$\textbf{Problem}$ Let $\Omega$ be an open, bounded and connected subset of $\mathbb{R}^n$. Suppose that $\partial \Omega$ is $C^{\infty}$. Consider an eigenvalue problem
\begin{align*}
\begin{cases}
-\Delta u=\lambda u & \textrm{ in } \; \Omega \\
\frac{\partial u}{\partial \nu}=-u & \textrm{ on } \partial \Omega
\end{cases}
\end{align*}
Define a bilinear operater $(\cdot,\cdot)_{H^1}$ by
\begin{align*}
(u,v)_{H^1}:=\int_{\Omega} \nabla u \cdot \nabla v \;dx + \int_{\partial \Omega} uv \; d\sigma
\end{align*}
Show that there exists a constant $\theta>0$ independent of $u,v$ such that
\begin{align*}
(u,u)_{H^1} \geq \theta \Vert u \Vert _{H^1(\Omega)}^2
\end{align*}
$\textbf{Attempt}$
\begin{align*}
(u,u)_{H^1}&=\int_{\Omega} \nabla u \cdot \nabla u \;dx + \int_{\partial \Omega} u^2 \; d\sigma \\
&=\int_{\Omega} \nabla \cdot(u\nabla u)-u\Delta u \; dx +\int_{\partial \Omega} u^2 \; d\sigma \\
&=\int_{\partial \Omega} u \frac{\partial u}{\partial \nu} \; d\sigma +\int_{\Omega} \lambda u^2 dx +\int_{\partial \Omega} u^2 \; d\sigma \\
&=-\int_{\partial \Omega} u^2 \; d\sigma +\int_{\Omega} \lambda u^2 dx +\int_{\partial \Omega} u^2 \; d\sigma\\
&=\lambda \Vert u \Vert _{L^2(\Omega)}^2
\end{align*}
I don't know how to get $\lambda \Vert u \Vert_{L^2(\Omega)}^2 \geq \theta \Vert u \Vert_{H^1(\Omega)}^2$…
Any help is appreciated..
Thank you!
Best Answer
Here is a standard proof by contradiction. Assume that the inequality does not hold. Then for all $n$ there is $u_n\in H^1(\Omega)$ such that $$ \|\nabla u_n\|_{L^2(\Omega)}^2 + \|u_n\|_{L^2(\partial\Omega)}^2 < n \|u_n\|_{H^1(\Omega)}^2. $$ This implies $u_n\ne0$, and we can assume w.l.o.g. $\|u_n\|_{H^1(\Omega)}=1$. Then $\nabla u_n\to0$ in $L^2(\Omega)$ and $u\to0$ in $L^2(\partial\Omega)$ follows immediately.

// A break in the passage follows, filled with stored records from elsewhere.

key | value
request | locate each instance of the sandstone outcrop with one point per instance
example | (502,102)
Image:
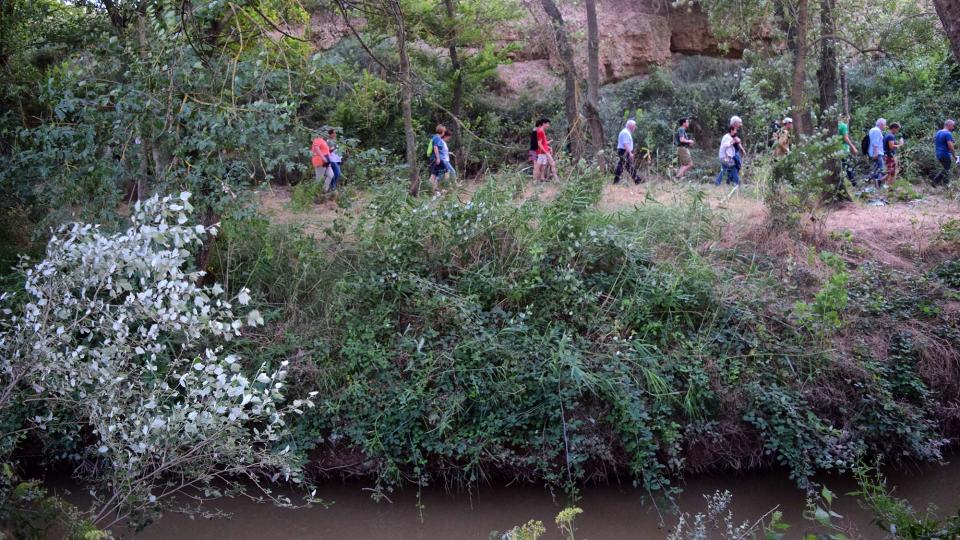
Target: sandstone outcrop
(635,36)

Since $(u_n)$ is bounded in $H^1$, after extracting a subsequence (denoted the same for simplicity), we have $u_n\rightharpoonup u$ in $H^1(\Omega)$. Then $\nabla u=0$, and $u$ is a constant. Since $\|u\|_{L^2(\partial\Omega)}=0$, it follows $u=0$. By compact embedding, $u_n\to0$ in $L^2(\Omega)$. This implies $u\to0$ strongly in $H^1(\Omega)$, which is a contradiction to $\|u_n\|_{H^1}=1$.